Link to Start / Introduction / Table of Contents
3. Los Angeles Turns on Jack
From “Remembering Jack Powers” by Bill Horace in the Los Angeles Star, 1876.
Jack split his time between his ranch in Santa Barbara and his trips to San Francisco. Rather than avoiding the metropolis, he was up there more than ever after the McGowan revelations. Bold confidence was Powers' answer in The City. Were he to disappear, the charges might be taken seriously. But San Franciscans found it difficult to think he was a criminal when he showed up in their presence, greeting friends and gambling like the old Jack Powers. He was understood to be a rancher breeding horses, remained remarkably well dressed, and still handsome although no longer quite so youthful. Why should a gentleman like this take up with greaser bandits? It seemed ridiculous. In any case, Jack had to keep a presence in The City or give up his only means of luring victims.

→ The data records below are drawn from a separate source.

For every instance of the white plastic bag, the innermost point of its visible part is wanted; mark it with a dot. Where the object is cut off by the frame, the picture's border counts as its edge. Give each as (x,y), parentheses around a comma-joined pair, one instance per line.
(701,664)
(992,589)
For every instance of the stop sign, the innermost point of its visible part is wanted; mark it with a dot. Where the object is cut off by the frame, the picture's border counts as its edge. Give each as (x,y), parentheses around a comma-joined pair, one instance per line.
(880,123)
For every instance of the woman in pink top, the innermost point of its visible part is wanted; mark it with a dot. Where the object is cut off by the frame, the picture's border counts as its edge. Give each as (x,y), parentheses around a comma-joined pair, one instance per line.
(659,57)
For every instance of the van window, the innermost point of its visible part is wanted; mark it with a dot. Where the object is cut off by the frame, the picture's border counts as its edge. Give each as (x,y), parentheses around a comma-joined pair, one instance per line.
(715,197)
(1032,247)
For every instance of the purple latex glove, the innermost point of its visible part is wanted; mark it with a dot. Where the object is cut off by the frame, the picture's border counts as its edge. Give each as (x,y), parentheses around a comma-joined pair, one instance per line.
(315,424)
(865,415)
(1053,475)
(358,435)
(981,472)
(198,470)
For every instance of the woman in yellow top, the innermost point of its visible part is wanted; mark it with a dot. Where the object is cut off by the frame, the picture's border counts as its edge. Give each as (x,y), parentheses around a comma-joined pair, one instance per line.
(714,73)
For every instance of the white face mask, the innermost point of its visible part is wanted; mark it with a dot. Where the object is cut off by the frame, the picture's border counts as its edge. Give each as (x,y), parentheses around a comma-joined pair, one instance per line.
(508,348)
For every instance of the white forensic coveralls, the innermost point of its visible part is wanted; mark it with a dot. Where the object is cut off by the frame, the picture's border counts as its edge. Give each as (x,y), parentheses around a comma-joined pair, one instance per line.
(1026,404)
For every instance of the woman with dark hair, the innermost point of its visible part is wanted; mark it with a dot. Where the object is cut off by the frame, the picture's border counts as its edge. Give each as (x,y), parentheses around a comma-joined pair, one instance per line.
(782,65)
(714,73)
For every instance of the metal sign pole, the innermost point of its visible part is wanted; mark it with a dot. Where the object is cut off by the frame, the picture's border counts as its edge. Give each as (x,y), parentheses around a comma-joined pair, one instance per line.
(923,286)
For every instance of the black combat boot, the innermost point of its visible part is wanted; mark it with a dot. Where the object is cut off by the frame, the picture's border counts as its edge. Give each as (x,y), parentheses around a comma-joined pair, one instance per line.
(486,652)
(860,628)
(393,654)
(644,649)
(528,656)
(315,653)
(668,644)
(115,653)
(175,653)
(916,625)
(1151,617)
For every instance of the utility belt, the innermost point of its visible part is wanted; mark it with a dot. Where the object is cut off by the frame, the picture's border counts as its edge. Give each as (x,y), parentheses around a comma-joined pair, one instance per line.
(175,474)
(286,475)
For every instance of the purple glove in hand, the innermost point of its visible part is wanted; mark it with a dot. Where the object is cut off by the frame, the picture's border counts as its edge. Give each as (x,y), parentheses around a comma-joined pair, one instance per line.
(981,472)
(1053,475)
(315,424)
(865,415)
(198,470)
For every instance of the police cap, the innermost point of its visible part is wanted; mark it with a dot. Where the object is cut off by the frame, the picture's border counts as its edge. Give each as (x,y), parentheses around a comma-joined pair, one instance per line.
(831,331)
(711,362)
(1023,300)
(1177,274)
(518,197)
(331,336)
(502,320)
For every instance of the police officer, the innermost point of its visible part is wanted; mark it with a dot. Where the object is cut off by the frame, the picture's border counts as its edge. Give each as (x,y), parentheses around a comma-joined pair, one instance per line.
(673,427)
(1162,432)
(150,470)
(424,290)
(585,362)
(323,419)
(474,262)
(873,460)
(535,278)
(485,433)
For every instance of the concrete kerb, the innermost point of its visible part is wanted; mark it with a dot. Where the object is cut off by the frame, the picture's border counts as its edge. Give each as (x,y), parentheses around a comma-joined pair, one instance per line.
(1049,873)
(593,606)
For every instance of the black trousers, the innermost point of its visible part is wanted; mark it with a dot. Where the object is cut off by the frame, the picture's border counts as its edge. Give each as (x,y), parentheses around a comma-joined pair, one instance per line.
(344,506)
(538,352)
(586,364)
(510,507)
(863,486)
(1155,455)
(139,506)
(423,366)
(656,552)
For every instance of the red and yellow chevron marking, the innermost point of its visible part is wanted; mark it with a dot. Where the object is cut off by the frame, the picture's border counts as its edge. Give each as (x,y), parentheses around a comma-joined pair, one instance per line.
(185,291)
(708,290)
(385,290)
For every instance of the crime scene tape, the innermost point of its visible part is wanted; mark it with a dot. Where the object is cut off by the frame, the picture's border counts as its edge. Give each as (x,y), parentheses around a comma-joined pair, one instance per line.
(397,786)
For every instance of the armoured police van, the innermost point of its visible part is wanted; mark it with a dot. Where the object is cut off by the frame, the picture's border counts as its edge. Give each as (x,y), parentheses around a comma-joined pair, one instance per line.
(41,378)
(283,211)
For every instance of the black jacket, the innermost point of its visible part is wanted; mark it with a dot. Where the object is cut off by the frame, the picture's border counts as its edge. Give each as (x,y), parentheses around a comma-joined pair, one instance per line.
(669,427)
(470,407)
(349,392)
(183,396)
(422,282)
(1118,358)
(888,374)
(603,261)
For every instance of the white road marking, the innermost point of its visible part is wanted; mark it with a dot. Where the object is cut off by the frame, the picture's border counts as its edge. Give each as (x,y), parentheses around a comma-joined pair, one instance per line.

Jack visited Los Angeles only rarely, but was still received with honor and affection when he rode there. The Angeleno gringos had heard something of McGowan's revelations, but were even less inclined than San Franciscans to believe them. The charges against Powers in the Daily Bulletin were clearly driven by that paper's hatred toward McGowan, and were discounted in that light. The Angeleno dons, by contrast, knew a great deal more of Jack's behavior, but saw little reason to object. They understood that their rich countrymen in Santa Barbara were tacitly accepting Powers' depredations because they wanted some resistance to more gringo immigration. Every Californio in the Lower Country treated San Luis Obispo as a sanctuary, their last defense against the absolute humiliation of their race.
* * *
So things stood down in Los Angeles until the day a man named Flores rode to town, a Californian and convicted criminal, released from prison at San Quentin. This Flores made a scene on Main Street, and when the gringo sheriff came out to accost him, Flores shot him dead and rode off laughing.
This outrageous act, as it turned out, was just the starting gun. Flores had assembled sixty Californians and Sonorans, all outstanding riders and most dangerous. They started raiding everywhere in Southern California, on a scale and with a violence that matched what Murrieta did four years before up in the gold fields. The worst, from the perspective of the Angeleno dons, was that these men had the approval and respect of common Californians who, just as up in Santa Barbara, were not unhappy to see violence against the gringos in the name of revolution. But their dons knew that these men were merely criminals for gain, and only using race identity for cover and protection. And so the wealthy Californians drew a line and now decided that they had to join with the Americans, as they had never done before, to crush the danger of pure lawlessness and to undeceive the larger population.
Andreas Pico, brother of the final California governor, was the don most famous for resistance to the gringo army in the War a decade earlier. He was a proud man who had never fully made his peace with the Americans. So when he organized a force of his retainers, the other Angeleno dons all felt compelled to join him running down the bandits. He knew the landscape more than any other man and was a most admired horseman, one who'd often rode matched races with Jack Powers. He used some strategies and tactics more worthy of true warfare to corral the Flores bandits and destroy them. Though some Americans assisted, everybody understood that Californios had turned the tide in a dramatic fashion. The days of crime parading in the name of revolution, first by Saloman and then more famously by Murrieta, were over.
* * *
Jack Powers and his gang played no role in the Flores business whatsoever, and everybody knew it. But the sense was that Jack Powers had inspired Flores with his long success and that even tacit tolerance for Powers' reign in San Luis was now impossible. So Los Angeles fired off a warning shot. Jack Powers was indicted there as somehow being part of Flores' depredations. No attempt was made to back the charges up with evidence. But a warrant issued anyway, and was sent to San Francisco, where Jack was visiting.
Jack engaged the famous lawyer Colonel James, who sought to quash the warrant as entirely defective, as in fact it was. But the Supreme Court justice he applied to wouldn't go along, which Jack understood to be a message. His status and reception in The City had begun to subtly shift with the publicity of race betrayal, pushed so strongly by the Evening Bulletin, and now by news about the Flores Revolution. Jack had every legal right to quash the warrant, but his legal rights apparently no longer mattered, and no judge was willing to protect him on the record. He'd have to go down to Los Angeles and face the charges.
Jack went into hiding, which was easy in The City. He still had many friends there and the charges clearly were fictitious because hadn't visited Los Angeles for months before the Flores raids. After some weeks in concealment, his lawyer managed to assure him that the case would be dismissed were he to show up in Los Angeles, and Powers took the risk. He was released at once because the prosecutor failed to even bother bringing evidence. The entire exercise was just a message that Jack's days of honor in Los Angeles were over, and he no longer would be welcome where he used to be a lord.